If Proposition 25 passes, it would eliminate cash bail, which requires suspects to pay a cash bond to be released from jail while waiting for their trial.

This measure is a referendum, a special kind of ballot measure asking voters to approve or reject a law passed by the Legislature. In this case, it’s the fate of a 2018 law abolishing cash bail in California.

Companies representing the bail industry quickly gathered signatures on a referendum after the law was signed. As a result, it’s been on hold and is awaiting a final decision by voters this fall.

That the bail companies sought a second opinion isn’t surprising. The historic law would eliminate the industry’s practice of offering cash to those who can’t afford to pay for early release. Instead, the law gives judges wide discretion to decide who can be released prior to trial. Defendants deemed to be a danger to the community could be held under a policy known as “preventive detention.”

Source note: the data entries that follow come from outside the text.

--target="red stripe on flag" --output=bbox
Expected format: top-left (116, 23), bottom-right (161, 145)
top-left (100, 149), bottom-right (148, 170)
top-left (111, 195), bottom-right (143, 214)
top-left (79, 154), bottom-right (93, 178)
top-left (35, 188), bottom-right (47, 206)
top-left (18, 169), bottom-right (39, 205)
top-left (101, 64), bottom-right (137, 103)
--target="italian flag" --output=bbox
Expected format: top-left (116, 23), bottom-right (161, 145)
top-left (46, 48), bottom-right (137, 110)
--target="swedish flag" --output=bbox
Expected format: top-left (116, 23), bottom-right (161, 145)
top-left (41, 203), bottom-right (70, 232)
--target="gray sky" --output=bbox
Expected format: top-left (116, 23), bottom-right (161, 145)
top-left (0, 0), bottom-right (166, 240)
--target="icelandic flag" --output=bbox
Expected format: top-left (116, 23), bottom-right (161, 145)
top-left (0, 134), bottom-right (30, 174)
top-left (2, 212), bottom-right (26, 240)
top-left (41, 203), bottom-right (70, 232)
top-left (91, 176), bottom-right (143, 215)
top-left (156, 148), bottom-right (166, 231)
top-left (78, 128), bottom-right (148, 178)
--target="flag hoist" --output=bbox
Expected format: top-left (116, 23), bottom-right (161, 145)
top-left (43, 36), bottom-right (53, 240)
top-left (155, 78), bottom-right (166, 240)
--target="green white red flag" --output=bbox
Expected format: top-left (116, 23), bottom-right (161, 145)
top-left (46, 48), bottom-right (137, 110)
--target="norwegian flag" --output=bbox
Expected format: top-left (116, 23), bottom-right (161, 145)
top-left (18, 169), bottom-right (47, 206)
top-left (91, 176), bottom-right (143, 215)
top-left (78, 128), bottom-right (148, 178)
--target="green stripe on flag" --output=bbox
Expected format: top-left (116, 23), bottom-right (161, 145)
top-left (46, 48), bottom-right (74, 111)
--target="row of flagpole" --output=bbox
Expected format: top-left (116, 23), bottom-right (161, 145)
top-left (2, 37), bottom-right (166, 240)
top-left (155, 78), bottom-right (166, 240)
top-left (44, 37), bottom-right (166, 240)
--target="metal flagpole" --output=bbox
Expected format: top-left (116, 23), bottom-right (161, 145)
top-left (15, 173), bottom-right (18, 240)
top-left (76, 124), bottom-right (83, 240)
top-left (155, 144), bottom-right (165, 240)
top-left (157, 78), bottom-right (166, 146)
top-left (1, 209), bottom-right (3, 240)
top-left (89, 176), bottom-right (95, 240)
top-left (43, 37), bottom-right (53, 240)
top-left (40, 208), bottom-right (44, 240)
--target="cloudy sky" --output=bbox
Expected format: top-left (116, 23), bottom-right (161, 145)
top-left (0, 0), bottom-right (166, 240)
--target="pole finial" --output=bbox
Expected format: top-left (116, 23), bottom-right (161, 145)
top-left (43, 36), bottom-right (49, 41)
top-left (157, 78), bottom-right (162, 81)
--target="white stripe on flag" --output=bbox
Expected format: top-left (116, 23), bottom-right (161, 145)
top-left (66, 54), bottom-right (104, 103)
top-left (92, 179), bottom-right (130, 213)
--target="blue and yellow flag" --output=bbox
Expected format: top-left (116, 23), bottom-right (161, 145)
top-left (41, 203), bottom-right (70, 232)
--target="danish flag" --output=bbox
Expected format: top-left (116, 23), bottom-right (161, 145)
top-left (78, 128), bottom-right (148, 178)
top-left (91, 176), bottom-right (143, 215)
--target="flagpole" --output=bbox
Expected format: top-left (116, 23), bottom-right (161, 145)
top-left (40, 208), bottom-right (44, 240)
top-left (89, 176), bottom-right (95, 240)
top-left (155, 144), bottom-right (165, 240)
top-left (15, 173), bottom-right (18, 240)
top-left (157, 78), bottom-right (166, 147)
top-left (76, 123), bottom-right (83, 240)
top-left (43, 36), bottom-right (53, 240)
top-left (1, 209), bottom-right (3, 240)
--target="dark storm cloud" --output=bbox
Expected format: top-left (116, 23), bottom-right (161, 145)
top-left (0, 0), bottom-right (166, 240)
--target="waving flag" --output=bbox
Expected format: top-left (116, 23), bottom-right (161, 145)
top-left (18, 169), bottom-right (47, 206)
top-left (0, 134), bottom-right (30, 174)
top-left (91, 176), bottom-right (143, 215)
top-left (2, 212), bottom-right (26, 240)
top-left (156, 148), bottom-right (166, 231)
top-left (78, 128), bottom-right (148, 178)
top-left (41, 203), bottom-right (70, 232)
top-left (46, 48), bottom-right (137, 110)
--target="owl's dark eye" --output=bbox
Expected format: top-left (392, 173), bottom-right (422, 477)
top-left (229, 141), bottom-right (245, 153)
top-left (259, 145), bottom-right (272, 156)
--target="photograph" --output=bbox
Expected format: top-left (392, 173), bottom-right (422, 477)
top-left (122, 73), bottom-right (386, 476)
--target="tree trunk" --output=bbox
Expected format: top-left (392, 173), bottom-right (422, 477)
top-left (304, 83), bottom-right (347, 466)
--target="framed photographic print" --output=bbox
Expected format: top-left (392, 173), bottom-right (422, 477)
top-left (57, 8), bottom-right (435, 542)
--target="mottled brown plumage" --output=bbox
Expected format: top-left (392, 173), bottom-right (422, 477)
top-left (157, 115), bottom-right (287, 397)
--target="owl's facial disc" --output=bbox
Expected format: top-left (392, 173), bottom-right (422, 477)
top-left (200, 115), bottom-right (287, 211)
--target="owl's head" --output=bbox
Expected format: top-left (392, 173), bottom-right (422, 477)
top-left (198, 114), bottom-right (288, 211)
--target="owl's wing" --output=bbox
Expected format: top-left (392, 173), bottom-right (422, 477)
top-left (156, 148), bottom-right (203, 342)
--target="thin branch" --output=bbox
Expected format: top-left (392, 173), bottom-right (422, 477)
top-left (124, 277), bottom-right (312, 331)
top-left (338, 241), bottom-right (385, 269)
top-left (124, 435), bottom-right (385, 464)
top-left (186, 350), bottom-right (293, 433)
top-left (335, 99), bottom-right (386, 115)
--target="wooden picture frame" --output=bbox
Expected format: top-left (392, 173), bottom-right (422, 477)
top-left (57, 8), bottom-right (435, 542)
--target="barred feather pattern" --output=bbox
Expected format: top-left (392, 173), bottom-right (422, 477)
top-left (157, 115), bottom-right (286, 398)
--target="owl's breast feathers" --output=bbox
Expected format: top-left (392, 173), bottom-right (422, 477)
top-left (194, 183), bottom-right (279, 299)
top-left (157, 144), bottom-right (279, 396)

A wide array of state officials, including California’s chief justice, supports the law. Civil rights groups, in particular, say the cash bail system too often has led to decisions based less on public safety and more on the ability to pay.

Voters who say “yes” on this measure will be giving their approval of the law to end cash bail. Voters who say “no” will be rejecting the law and affirming the system as it has existed for decades.

More Coverage

The referendum vote comes more than two years after a bitter legislative fight that pitted the multibillion-dollar bail industry, criminal defense attorneys and some civil liberties advocates against Democratic leaders.